How has veganism changed

I know a lot of people enjoy celebrating their vegan anniversary because the milestone can be an exciting time to pat yourself on the back and take stock of how far you’ve come.

It feels good to feel good!

It can also be an opportunity to look back on how much has changed for vegan consumers in the time since you decided to be totally plant-based.

I don’t actually recall the date I went vegan, even though it did happen overnight and on a specific date in 1999 (I think!). All I know is that is was about twenty years ago.

Left: Just vegan Right: Old vegan

My home at the time was in Chiswick, London. Josh and I lived in a one-bedroom apartment with my sister and her partner. Yes, Josh and I had the lounge room as our bedroom.

The following extract from my book Fat Gay Vegan: Eat, Drink and Live Like You Give a Sh!t tells of my vegan awakening in this flat:

I could very well have travelled through life indefinitely thinking I was the height of compassion if it wasn’t for one pesky little invention known as the World Wide Web.
Josh and I invested in some painfully slow dial up Internet connection and it was a revelation. The Internet was the late nineties version of that chicken truck pulling up beside me in western Sydney, but this time I was being awakened to my culpability in the suffering of egg laying birds and milk producing cows. Via rudimentary chat groups and early versions of forums, I started to be exposed to people who opted out of relying on any and all animal- derived products.
I was so reliant on milk and cheese at the time I went into shut down. Wasn’t it enough to not eat the animals? Surely I was to be applauded for my commitment to animal welfare? Then I discovered that many wines
are treated with animal products like egg whites, milk protein or fish products to get rid of some of the leftover solids. This sent me into a complete tailspin. There I was thinking nobody loved animals more than I, while cows were being forcibly impregnated in order for me to guzzle their milk. Cows need to be pregnant or new mothers for their bodies to produce milk and as we know, mammals don’t get pregnant on their own. The discovery that dairy cows went through pregnancy repeatedly for my milk was confronting. Chickens, even those advertised as cage free, were wildly mistreated in shocking conditions for my occasional egg habit including my desire for albumen, or egg-white clarified red wine.
There must have been a few weeks of this information dripping through to me during which I still consumed dairy and sipped wine from the corner store. I needed to be slapped into a different state of understanding.
I needed to truly understand the role I was playing in animal exploitation.
Enter my sister, Monique.
Monique and her partner Drew were living with us in London. They were both carnivorous without waiver and it wasn’t just on one occasion I walked into the shared kitchen to discover my sister wrist deep inside a chicken carcass. The relationship I had back then with my sister was tumultuous and she would try to catch me out on any perceived flaw, real or imagined. She got a good one to ride me on with my hypocrisy surrounding animals. The day Monique sneered at me and called me a hypocrite, for saying I loved animals while refusing to give up wine from the corner shop, plays back like it was yesterday.
In a rare instance of calmness and clarity, I told my sister she was absolutely right. I could no longer drink non-vegan wine, eat dairy-containing food or buy clothing made with animal products. I went vegan that very second and have never stopped being vegan.
When people ask me for advice on how to go and stay vegan, I often retell the story of my sister pushing me into a corner. That was my defining moment and I tell people theirs will arrive. It takes knowing the facts, knowing your part and feeling it is the right thing to do in your heart. Once the pieces fall into place and you have a clear understanding of your role in reducing animal suffering, choosing vegan becomes an epiphany. It’s the right thing to do and you do it. The clarity or the logic or the unavoidability of what you have come to understand puts you on a path of lifelong compassion and it’s a fabulous feeling.

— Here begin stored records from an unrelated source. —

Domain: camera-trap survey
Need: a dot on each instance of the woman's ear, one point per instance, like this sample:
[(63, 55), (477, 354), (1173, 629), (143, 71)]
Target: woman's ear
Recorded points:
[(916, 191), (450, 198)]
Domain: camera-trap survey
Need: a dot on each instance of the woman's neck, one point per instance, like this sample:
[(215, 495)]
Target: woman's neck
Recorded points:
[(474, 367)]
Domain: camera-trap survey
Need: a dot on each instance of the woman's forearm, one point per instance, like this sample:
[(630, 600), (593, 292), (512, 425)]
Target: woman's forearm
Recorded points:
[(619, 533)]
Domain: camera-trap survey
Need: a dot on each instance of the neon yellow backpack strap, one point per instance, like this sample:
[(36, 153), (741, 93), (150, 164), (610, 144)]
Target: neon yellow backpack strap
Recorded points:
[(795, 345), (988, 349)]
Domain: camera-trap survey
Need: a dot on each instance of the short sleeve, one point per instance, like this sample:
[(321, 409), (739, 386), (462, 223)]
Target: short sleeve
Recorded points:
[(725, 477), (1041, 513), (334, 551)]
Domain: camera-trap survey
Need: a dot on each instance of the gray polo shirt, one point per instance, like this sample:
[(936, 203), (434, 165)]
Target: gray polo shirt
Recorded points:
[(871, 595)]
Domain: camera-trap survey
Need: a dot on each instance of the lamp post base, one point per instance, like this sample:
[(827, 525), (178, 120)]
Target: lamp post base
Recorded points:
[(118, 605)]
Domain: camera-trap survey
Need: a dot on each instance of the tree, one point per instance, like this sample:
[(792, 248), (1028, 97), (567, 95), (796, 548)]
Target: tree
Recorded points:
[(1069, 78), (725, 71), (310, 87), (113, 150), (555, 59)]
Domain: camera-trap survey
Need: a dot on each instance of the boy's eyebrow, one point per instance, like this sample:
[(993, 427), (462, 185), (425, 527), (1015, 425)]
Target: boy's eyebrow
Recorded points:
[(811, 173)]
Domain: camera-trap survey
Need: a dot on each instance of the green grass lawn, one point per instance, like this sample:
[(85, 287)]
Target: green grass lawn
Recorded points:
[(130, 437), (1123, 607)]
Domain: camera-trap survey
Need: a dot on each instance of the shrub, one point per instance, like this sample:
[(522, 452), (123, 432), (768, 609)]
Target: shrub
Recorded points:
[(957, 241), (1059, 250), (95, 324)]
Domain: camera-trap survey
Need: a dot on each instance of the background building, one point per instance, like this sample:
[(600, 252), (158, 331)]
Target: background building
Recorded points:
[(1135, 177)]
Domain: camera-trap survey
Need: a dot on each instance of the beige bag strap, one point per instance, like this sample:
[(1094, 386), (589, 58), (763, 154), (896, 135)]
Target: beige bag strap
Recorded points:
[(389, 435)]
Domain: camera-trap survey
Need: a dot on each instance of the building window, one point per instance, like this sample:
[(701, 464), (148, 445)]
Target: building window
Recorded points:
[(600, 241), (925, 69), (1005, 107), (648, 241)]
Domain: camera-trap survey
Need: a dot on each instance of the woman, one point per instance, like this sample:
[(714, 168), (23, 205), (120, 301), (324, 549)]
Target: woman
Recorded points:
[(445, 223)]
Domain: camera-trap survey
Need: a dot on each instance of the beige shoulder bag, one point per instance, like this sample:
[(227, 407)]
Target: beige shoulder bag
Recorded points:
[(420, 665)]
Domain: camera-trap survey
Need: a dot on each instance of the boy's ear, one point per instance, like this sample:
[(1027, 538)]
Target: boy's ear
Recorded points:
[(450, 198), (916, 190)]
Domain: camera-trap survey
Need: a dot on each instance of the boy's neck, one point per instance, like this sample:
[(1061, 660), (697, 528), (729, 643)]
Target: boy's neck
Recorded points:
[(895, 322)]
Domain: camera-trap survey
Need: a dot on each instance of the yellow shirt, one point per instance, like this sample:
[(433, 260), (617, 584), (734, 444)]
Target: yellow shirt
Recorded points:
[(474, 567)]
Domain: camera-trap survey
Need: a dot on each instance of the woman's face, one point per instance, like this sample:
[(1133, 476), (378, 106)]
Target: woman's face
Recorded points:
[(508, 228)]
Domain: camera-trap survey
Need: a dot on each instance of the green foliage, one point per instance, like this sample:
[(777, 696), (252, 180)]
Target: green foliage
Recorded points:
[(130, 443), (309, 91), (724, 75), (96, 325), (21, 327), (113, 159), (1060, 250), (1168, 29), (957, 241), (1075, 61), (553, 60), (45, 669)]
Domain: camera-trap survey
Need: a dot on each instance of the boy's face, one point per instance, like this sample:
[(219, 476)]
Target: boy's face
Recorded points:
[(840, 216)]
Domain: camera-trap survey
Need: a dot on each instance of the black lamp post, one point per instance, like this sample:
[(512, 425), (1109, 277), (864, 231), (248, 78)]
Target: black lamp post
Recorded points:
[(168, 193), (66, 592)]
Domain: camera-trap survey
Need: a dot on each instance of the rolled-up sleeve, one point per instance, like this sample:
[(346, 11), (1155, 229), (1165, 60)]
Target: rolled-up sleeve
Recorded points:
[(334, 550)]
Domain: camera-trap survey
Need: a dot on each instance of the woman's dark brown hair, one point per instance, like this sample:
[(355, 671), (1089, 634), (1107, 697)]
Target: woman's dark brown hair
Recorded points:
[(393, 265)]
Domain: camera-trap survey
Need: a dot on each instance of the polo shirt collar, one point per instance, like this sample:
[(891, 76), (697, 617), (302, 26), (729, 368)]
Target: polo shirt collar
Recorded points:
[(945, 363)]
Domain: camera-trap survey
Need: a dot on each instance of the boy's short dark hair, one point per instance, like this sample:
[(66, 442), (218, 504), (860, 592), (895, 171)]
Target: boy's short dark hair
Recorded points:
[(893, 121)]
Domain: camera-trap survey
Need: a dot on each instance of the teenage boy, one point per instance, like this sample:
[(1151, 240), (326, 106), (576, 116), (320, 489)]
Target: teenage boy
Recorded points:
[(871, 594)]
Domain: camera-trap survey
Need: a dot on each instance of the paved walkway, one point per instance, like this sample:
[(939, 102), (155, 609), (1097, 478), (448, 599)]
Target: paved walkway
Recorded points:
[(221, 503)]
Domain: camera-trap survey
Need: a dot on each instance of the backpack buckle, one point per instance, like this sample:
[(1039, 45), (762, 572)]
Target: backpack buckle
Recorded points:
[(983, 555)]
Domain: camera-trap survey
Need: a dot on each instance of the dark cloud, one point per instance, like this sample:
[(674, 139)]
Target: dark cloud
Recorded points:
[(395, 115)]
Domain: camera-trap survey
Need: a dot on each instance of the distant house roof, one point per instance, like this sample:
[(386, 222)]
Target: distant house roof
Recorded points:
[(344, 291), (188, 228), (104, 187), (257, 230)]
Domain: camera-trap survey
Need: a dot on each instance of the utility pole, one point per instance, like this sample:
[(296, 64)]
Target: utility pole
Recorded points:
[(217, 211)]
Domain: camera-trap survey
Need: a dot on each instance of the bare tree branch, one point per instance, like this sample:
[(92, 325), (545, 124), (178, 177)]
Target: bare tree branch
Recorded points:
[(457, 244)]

So, that is the story of how I went vegan. But what was the vegan landscape in London like twenty years ago?

I really can’t recall any vegan restaurants, although there must have been a few. We certainly didn’t have the vegan networks and online social media groups to spread news of the best places to eat. It was all very much real life experience and word of mouth.

Going out for lunch meant a packet of pita bread and a tub of hummus from the Co-op. Seriously. Co-operative Supermarkets were about the only place that clearly labeled vegan products back in 1999.

When I decided I would not drink beer or wine anymore unless I was sure it was vegan, I often just went without. If vegan alcohol searching database Barnivore existed back then, I certainly didn’t know about it. Smart phones didn’t exist and I didn’t even own a cellphone!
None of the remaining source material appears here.